Reynolds recorded the minutes following the shooting and livestreamed it all through Facebook. You can watch the video in this post but be warned it is very graphic.

Reynolds can be heard in the video saying when they were pulled over for a broken tail light, Castile told the officer he had a permit to carry a gun and was armed. She says Castile was reaching for his wallet to show his ID when he was shot four or five times.

The officer can be heard saying, "I told him to get his hand out," with Reynolds responding, "He was just getting his license and registration, sir."

The video shows Castile soaked with blood, Reynolds saying he was shot for "no reason at all," and the 4-year-old trying to comfort her grieving mother.

It has been viewed millions of times.

Demonstrations in St. Paul

Early Thursday morning protesters demanding justice rallied in front of Gov. Mark Dayton's residence in St. Paul. Dayton came out to speak with them that morning, saying in part, "We are shocked and horrified by what occurred last night" and promising: "Justice will be served in Minnesota."

The state Bureau of Criminal Apprehension (BCA) is leading the investigation of the case. Dayton is among those who have called for the U.S. Justice Department to be involved and says he's been told the federal agency will monitor the BCA's investigation.
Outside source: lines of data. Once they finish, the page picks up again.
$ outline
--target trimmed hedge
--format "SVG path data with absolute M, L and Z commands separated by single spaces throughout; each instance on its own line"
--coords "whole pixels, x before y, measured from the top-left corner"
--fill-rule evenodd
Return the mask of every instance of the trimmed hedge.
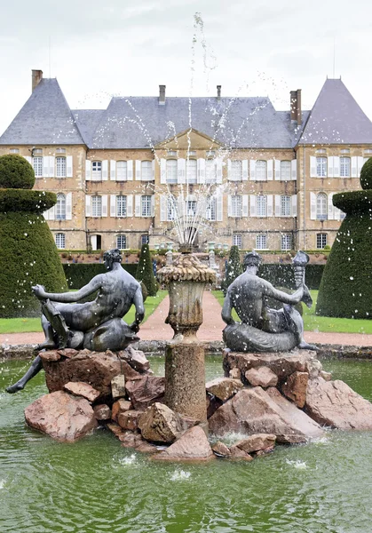
M 97 274 L 107 272 L 103 263 L 64 263 L 62 265 L 70 289 L 81 289 Z M 123 268 L 136 276 L 136 264 L 122 264 Z
M 0 188 L 31 189 L 35 185 L 32 165 L 21 155 L 0 157 Z

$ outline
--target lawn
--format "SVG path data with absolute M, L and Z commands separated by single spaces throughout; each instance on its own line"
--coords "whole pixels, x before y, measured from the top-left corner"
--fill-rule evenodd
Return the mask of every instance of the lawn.
M 156 296 L 148 296 L 145 302 L 145 320 L 154 313 L 160 302 L 166 297 L 166 290 L 159 290 Z M 132 306 L 124 320 L 131 324 L 134 321 L 135 308 Z M 40 318 L 0 318 L 1 333 L 30 333 L 42 331 Z
M 355 320 L 352 318 L 333 318 L 328 316 L 317 316 L 315 314 L 318 290 L 311 290 L 313 305 L 311 309 L 304 307 L 304 325 L 305 331 L 329 331 L 335 333 L 370 333 L 372 334 L 372 320 Z M 213 296 L 221 304 L 224 302 L 224 294 L 221 290 L 213 290 Z M 239 320 L 236 314 L 233 314 L 234 320 Z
The shooting and response has also gotten the attention of the president.

Barack Obama said in a statement he is deeply disturbed by the shootings of black men by police officers in both Falcon Heights and Baton Rogue, Louisiana, this week. The president said the shootings are symptoms of "the broader challenges within our criminal justice system," racial disparities, and a lack of trust between law enforcement and communities they serve.

In the afternoon Gov. Dayton had more to say. While insisting he was not passing final judgment on the situation, Dayton said no one should be shot and killed in Minnesota over a tail light being out. He added that he did not think the shooting would have happened if the people in the car had been white.

In the evening supporters of Philando Castile held a vigil at the school where he worked. Anna Garnaas, a teacher at the elementary school, told the Washington Post “He just loved the kids ... He knew their names, he knew what they liked, he knew who had allergies. And they loved him.”